2. Tsvetnov V.V., Demin V.P., Kupriyanov A.I. Electronic warfare: radio intelligence and radio countermeasures. - M .: Publishing House of the Moscow Aviation Institute, 1998.

3. Drogalin VV, Dudnik PI, Kanashchenkov and others. Determining the coordinates and parameters of the movement of sources of radio emission from goniometric data in single-position onboard radar systems. Radio Engineering, 2002, No. 4.

4. Yuzhakov V.V. Modern methods for determining the location of electromagnetic radiation sources. Foreign Radio Electronics, 1987, No. 8.

5. US patent, No. 3982246, CL 343-112, 1976

6. George W. Stimson. Introduction to airborne radar. Second edition. - SciTech Publishing, Inc. Mendham, New Jersey, 1998.

7. Merkulov V.I., Lepin V.N. Aircraft radio control systems, part 1, 2. - M .: Radio and communications, 1996.

8. US Patent No. 5014064, cl. G 01 S 13/00 or 342-152, 05/07/1991.
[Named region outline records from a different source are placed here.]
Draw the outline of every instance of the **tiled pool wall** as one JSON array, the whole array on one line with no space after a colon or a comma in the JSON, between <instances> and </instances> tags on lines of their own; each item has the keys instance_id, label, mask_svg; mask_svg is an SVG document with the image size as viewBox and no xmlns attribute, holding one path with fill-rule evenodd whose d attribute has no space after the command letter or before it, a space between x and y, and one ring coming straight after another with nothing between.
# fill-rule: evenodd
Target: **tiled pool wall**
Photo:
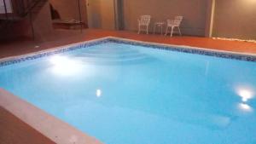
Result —
<instances>
[{"instance_id":1,"label":"tiled pool wall","mask_svg":"<svg viewBox=\"0 0 256 144\"><path fill-rule=\"evenodd\" d=\"M11 64L15 64L26 60L31 60L34 59L38 59L45 56L50 56L55 54L65 53L72 50L75 50L78 49L84 49L93 45L102 44L108 42L113 42L117 43L125 43L131 45L139 45L151 49L165 49L165 50L172 50L177 51L183 53L190 53L196 55L203 55L215 57L221 57L226 59L235 59L239 60L246 60L246 61L256 61L256 55L245 55L239 53L233 53L228 51L218 51L214 49L206 49L203 48L196 48L196 47L189 47L189 46L178 46L178 45L170 45L170 44L163 44L163 43L148 43L148 42L142 42L142 41L135 41L131 39L119 38L119 37L105 37L98 40L86 41L83 43L79 43L75 44L62 46L60 49L46 50L39 53L32 53L30 55L25 55L21 56L15 56L10 60L2 60L0 59L0 67L4 66L9 66Z\"/></svg>"}]
</instances>

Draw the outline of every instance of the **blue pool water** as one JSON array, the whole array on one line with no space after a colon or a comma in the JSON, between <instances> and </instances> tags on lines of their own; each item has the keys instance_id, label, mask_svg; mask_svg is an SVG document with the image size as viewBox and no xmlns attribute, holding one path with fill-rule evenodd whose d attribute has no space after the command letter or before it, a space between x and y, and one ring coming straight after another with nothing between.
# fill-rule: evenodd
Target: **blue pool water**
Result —
<instances>
[{"instance_id":1,"label":"blue pool water","mask_svg":"<svg viewBox=\"0 0 256 144\"><path fill-rule=\"evenodd\" d=\"M108 42L2 66L0 87L106 144L256 144L256 62Z\"/></svg>"}]
</instances>

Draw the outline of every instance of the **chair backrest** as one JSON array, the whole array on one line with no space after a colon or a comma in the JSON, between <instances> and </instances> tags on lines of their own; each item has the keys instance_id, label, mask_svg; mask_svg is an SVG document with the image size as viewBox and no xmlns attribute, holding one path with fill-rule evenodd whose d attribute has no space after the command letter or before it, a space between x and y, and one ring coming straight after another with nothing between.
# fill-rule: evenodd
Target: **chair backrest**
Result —
<instances>
[{"instance_id":1,"label":"chair backrest","mask_svg":"<svg viewBox=\"0 0 256 144\"><path fill-rule=\"evenodd\" d=\"M151 15L141 15L140 24L141 25L149 25Z\"/></svg>"},{"instance_id":2,"label":"chair backrest","mask_svg":"<svg viewBox=\"0 0 256 144\"><path fill-rule=\"evenodd\" d=\"M179 26L183 19L183 16L175 16L174 20L167 20L167 26Z\"/></svg>"},{"instance_id":3,"label":"chair backrest","mask_svg":"<svg viewBox=\"0 0 256 144\"><path fill-rule=\"evenodd\" d=\"M179 20L180 21L182 21L183 19L183 16L175 16L175 17L174 17L174 20Z\"/></svg>"}]
</instances>

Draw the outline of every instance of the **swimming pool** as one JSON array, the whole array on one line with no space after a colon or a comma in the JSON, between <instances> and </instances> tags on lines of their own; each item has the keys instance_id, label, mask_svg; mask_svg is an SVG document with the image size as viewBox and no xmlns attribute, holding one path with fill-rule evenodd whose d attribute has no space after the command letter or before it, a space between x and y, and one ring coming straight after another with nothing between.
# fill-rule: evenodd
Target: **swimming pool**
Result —
<instances>
[{"instance_id":1,"label":"swimming pool","mask_svg":"<svg viewBox=\"0 0 256 144\"><path fill-rule=\"evenodd\" d=\"M255 144L255 72L253 56L106 38L2 62L0 87L106 144Z\"/></svg>"}]
</instances>

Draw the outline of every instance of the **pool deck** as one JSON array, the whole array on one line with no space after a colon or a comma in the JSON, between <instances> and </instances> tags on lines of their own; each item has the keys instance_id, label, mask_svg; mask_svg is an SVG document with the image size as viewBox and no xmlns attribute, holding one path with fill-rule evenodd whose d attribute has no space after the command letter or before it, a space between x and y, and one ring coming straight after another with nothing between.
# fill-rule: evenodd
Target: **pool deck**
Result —
<instances>
[{"instance_id":1,"label":"pool deck","mask_svg":"<svg viewBox=\"0 0 256 144\"><path fill-rule=\"evenodd\" d=\"M136 32L86 29L79 31L55 31L52 35L40 41L19 39L15 42L0 43L0 58L29 54L54 47L67 45L104 37L118 37L133 40L166 44L187 45L209 49L226 50L256 55L256 43L218 40L200 37L179 37L137 34ZM39 47L36 47L39 46Z\"/></svg>"}]
</instances>

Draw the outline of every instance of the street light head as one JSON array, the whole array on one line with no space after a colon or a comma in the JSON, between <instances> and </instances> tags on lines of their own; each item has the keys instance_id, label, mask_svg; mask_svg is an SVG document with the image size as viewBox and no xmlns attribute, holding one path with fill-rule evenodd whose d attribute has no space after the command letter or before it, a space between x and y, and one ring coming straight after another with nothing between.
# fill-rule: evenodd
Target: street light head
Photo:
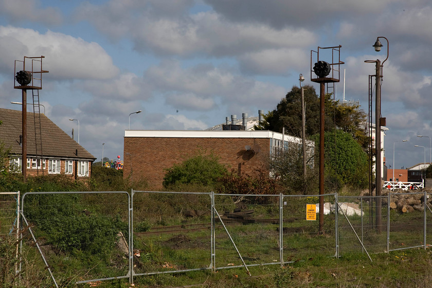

9. Kuzmin S.Z. Fundamentals of designing systems for digital processing of radar information. - M.: Radio and Communications, 1986, p. 166.

Claims (1)

The method of determining the distance to the source of radio emission and the speed of approach of the aircraft with it, which consists in the fact that at time t ₁ receive radio signals from a source of radio emissions (IRI) and measure the angle of rotation of the antenna in horizontal φ _ar and vertical φ _av planes, from the received radio signals and the measured values of the angles of rotation of the antenna evaluate the values of the angles of the bearing IRI

,

and angular velocities of its line of sight

,

in the two mentioned planes, Using the estimated values of the IRI bearing angles and the angular velocities of its line of sight, the extrapolated values of the IRI bearing angles φ _eg and φ _ev for the next signal processing cycle are calculated, according to the extrapolated values of the IRI bearing angles φ _eg and φ _ev and the values of the antenna rotation angles φ _ag and φ _av forming signals for controlling the antenna, for which it is set to a direction on the IRI, characterized in that the measured pulse repetition frequency f _p and the received radio signals, if the pulse repetition frequency of the received radio signal f _n audio kaya, or average, then: at time t ₂ = t ₁ + Δt, where Δt - time measurement processing interval measured values of rotation angles of the antenna in a horizontal and vertical _AH φ φ _av planes, the speed V of the aircraft and receive radio signals over from the emitter, from the received radio signals and the measured values of the angles of rotation of the antenna evaluate the values of the angles of the bearing IRI

,

and angular velocities of the line of sight

,

in the respective planes, measure the value of the speed V of the aircraft, calculate the range D to IRI according to the formula

estimated values of the angles of the bearing IRI

,

line of sight velocity

,

and range D give consumers information a, if the pulse repetition rate F _p received radio signals is high, then: measure the maximum T _max and minimum T _min values of the pulse repetition period of the received radio signals, as well as the cycle duration T _c change the repetition period of these pulses, calculate the distance to the IRI D and the rate of convergence with the IRI V _cb according to the formulas

where C is the speed of propagation of electromagnetic waves, and the symbol INT means the operation of rounding to the whole number obtained in braces, the calculated values of the range D and the approach speed V _{cb are} filtered, forming their estimated values

and

, estimated values of the angles of the bearing IRI

,

angular velocities of the line of sight

,

, range

and approach speeds

provide consumers with information, then the above process is repeated.